About the Book
Traverses the central thoroughfares of our cities to uncover the ways they bring together our communities
How do Main Streets contribute to our mental health? This intriguing question took social psychiatrist Mindy Thompson Fullilove on an 11-year search through 178 cities in 14 countries. As Andy Merrifield notes in the foreword, "Mindy has drifted through a lot of Main Streets, walked them, observed, talked to people, ordinary people as well as professional practitioners. While she got to pace many miles of New York's Broadway, eat French patisseries as a flâneuse in Gay Paree, sip çay in Istanbul, and chill in Kyoto's dazzling Zen temples, her real concern is Main Street, USA, the more modest main stems of provincial America." From these visits Fullilove has discerned the larger architecture of Main Streets. She observes the ways that Main Streets are shaped for a vast array of social gatherings and processes, how they are a marker for
the integrity of civilization-and the marks aren't always good. She also looks at Main Streets as "an allée, a way that is part drama and part quotidian. While passing through, we get to look at one another, to sing, to recognize what we are, have been, might be." Her conclusion, that Main Streets are essential for gathering people and sharing information, emphasizes that tending our oft-neglected civic and commercial centers is a task worthy of us all.
About the Author:
Mindy Thompson Fullilove (Author)
Mindy Thompson Fullilove, MD, is an American social psychiatrist who focuses on the ways environmental factors affect the mental health of communities. She is Professor of Urban Policy and Health, Urban Policy Analysis & Management Program, Milano School for International Affairs, Management & Urban Policy, The New School. She has numerous published articles and six books, including URBAN ALCHEMY: Restoring Joy in America's Sorted-Out Cities and ROOT SHOCK: How Tearing Up City Neighborhoods Hurts America and What We Can Do About It.

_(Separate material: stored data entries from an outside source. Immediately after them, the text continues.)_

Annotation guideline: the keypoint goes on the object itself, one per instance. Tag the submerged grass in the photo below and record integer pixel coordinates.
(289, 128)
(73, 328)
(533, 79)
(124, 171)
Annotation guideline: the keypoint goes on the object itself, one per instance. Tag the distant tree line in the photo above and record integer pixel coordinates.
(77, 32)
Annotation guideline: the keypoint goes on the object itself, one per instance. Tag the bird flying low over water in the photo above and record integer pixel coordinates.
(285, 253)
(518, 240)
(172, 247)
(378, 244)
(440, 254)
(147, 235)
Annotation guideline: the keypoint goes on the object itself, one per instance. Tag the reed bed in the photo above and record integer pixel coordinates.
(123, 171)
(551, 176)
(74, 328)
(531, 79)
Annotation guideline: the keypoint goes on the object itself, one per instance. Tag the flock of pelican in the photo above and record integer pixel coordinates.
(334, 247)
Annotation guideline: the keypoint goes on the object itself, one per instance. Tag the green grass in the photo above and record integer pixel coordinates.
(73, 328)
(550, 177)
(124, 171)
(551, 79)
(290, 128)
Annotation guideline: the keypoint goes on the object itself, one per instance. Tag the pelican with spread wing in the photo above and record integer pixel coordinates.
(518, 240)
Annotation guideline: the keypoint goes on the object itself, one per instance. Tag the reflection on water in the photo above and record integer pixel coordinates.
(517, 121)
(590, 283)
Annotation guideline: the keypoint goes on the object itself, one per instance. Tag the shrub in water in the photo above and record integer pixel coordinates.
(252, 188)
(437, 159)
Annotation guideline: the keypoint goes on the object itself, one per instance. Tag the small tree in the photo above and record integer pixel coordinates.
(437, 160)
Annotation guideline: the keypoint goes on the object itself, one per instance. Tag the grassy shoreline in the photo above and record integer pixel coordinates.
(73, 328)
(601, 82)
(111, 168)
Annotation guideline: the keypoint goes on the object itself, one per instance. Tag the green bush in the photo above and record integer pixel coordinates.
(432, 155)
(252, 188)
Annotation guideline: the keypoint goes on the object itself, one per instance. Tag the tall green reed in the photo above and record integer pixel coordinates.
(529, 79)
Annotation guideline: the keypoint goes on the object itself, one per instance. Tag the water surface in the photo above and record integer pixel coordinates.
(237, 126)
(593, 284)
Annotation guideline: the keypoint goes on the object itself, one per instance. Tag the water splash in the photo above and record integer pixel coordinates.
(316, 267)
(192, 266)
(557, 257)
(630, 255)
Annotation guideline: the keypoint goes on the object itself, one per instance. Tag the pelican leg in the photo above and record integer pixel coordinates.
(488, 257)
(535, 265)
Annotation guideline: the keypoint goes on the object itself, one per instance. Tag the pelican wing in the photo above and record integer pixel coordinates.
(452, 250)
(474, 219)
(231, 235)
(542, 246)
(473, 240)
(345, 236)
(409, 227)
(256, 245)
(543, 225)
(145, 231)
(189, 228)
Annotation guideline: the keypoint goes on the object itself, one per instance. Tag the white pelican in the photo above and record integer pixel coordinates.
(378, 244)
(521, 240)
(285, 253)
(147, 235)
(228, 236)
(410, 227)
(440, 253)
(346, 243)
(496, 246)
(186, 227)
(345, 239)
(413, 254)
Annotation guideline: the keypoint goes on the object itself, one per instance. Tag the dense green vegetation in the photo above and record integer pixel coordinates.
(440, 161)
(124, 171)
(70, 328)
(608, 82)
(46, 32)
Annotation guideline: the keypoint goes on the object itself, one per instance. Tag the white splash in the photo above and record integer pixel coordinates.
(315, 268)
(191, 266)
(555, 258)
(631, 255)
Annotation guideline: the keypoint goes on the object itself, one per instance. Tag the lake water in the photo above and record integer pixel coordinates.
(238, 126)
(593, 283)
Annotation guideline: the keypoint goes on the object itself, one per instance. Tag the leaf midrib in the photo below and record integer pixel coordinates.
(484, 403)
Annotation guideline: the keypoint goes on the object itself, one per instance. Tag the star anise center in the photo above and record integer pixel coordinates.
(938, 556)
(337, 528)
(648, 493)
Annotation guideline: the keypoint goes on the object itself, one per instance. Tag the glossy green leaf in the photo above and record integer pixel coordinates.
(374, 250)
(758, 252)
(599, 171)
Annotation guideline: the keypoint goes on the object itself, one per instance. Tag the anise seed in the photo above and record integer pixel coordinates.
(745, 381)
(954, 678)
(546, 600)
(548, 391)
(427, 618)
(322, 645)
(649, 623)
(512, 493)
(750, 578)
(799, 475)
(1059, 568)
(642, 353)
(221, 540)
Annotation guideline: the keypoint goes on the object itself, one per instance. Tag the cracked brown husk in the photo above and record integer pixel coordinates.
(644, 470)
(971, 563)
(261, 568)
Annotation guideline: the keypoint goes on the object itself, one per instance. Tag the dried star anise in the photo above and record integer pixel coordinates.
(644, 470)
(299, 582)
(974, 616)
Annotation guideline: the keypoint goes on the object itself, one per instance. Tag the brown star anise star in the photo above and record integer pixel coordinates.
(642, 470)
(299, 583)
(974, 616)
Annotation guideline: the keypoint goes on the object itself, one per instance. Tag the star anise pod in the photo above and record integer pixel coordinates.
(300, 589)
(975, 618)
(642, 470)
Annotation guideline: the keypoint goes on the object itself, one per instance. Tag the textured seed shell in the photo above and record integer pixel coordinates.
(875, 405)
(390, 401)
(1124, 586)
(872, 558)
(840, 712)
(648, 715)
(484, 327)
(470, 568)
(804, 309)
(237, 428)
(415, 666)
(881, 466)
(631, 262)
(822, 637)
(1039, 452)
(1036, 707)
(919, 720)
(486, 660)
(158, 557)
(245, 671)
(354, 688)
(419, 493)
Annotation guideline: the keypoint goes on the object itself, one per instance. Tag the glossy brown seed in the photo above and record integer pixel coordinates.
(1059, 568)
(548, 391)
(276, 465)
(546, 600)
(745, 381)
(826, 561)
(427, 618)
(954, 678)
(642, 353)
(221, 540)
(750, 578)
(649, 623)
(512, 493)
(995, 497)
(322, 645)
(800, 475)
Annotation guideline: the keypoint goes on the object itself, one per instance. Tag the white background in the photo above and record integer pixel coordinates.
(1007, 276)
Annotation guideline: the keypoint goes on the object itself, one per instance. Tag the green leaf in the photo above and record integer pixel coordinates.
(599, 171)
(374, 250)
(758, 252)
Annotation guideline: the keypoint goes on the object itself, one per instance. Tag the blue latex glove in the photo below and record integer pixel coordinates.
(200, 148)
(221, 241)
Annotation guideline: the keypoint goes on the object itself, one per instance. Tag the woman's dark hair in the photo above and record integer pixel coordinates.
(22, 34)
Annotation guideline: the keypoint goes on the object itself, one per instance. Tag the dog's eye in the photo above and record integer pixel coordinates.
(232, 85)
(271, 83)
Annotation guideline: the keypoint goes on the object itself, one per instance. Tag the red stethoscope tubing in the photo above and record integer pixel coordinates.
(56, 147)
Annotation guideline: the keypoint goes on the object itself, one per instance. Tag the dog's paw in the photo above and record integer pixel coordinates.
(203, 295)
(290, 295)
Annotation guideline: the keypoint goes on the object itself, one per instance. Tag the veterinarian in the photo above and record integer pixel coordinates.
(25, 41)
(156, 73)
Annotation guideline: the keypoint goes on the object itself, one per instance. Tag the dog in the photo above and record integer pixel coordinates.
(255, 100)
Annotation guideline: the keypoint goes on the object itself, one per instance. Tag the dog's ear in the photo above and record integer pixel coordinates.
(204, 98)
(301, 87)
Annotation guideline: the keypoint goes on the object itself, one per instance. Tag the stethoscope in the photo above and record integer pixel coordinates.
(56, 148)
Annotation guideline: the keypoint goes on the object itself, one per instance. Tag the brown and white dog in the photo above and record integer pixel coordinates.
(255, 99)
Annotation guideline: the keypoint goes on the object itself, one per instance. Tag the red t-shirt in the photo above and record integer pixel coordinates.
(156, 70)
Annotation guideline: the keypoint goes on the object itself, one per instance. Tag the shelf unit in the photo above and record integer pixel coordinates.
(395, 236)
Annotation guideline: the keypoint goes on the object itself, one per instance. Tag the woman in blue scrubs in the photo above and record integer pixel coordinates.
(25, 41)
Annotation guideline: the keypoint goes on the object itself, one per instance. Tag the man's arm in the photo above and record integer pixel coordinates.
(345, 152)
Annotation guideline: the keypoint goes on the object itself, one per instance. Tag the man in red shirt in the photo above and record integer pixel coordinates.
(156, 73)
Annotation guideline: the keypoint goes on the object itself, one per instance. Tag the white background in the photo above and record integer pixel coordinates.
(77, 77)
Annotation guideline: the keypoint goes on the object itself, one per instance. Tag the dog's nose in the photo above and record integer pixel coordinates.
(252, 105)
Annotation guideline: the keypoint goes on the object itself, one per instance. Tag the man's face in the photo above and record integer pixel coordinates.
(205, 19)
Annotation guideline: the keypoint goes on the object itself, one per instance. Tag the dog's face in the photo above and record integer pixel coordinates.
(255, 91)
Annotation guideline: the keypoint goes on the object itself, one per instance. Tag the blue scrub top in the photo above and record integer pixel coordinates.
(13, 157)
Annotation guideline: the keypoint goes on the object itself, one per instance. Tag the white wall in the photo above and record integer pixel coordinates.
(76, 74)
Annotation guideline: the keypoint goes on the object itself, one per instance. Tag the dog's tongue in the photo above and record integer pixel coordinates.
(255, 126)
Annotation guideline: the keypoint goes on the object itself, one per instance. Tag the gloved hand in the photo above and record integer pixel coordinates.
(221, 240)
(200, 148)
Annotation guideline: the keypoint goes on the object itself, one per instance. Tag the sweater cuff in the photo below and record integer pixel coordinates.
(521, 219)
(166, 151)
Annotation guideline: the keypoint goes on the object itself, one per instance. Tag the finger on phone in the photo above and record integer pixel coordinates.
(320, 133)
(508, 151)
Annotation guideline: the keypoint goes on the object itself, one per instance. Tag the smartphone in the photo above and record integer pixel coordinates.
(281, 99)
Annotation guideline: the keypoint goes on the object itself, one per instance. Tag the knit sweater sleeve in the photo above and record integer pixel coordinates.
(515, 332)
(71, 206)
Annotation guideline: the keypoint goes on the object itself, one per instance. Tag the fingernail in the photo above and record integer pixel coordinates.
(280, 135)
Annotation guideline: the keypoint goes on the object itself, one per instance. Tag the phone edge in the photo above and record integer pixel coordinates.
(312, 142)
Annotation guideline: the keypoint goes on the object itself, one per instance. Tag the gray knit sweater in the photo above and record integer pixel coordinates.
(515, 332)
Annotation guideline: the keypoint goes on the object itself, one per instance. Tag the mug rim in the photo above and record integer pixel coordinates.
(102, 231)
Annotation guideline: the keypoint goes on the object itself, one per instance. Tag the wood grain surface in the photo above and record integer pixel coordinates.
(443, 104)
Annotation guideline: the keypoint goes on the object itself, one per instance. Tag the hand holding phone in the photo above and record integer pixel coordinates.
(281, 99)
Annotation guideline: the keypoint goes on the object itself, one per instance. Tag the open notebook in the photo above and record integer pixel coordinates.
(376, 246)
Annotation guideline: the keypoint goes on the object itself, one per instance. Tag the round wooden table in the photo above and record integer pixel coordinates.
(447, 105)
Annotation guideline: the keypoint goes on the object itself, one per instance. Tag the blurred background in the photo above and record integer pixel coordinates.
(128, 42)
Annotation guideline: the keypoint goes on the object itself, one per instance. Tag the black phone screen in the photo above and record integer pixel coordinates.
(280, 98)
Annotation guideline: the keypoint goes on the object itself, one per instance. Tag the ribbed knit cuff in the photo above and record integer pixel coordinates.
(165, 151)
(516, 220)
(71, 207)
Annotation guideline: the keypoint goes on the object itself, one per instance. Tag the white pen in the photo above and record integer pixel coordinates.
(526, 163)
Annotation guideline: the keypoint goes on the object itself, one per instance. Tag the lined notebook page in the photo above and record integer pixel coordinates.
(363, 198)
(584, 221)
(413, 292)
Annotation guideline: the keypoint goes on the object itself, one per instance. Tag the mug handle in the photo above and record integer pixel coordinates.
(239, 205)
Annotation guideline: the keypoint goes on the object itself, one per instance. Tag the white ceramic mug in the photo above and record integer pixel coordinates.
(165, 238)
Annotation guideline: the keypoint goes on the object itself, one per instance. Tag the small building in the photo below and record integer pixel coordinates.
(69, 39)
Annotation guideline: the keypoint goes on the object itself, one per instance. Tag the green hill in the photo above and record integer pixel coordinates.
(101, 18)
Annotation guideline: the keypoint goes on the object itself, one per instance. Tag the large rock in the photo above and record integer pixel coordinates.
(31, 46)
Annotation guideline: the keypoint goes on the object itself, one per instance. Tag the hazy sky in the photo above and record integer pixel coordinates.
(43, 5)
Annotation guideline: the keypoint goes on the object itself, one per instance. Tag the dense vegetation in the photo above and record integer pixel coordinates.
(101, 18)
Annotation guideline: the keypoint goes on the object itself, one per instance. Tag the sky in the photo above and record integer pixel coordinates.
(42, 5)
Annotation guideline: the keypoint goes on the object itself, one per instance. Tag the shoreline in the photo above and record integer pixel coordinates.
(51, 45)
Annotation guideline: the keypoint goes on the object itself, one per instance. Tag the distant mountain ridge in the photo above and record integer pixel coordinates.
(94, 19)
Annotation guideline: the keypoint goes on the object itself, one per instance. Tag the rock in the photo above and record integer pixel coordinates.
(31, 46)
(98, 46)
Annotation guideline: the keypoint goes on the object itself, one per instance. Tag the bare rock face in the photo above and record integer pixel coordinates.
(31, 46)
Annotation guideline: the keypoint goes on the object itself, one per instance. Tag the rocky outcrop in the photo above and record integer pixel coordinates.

Andy Merrifield (Foreword by) ANDY MERRIFIELD is an independent scholar and author of a dozen books, as well as numerous
articles, essays and reviews appearing in Monthly Review, The Nation, Harper's Magazine, New
Left Review, The Guardian, Literary Hub, Jacobin, and Dissent. He is a prolific writer about
urbanism, political theory and literature, with titles credited to him including Dialectical
Urbanism (Monthly Review Press), The New Urban Question, and Magical Marxism. He has also
published three intellectual biographies, of Henri Lefebvre, Guy Debord, and John Berger, a
popular existential travelogue, The Wisdom of Donkeys, a manifesto for liberated living, The
Amateur, together with a memoir about cities and love, inspired by Raymond Carver's short
stories, called What We Talk About When We Talk About Cities (and Love).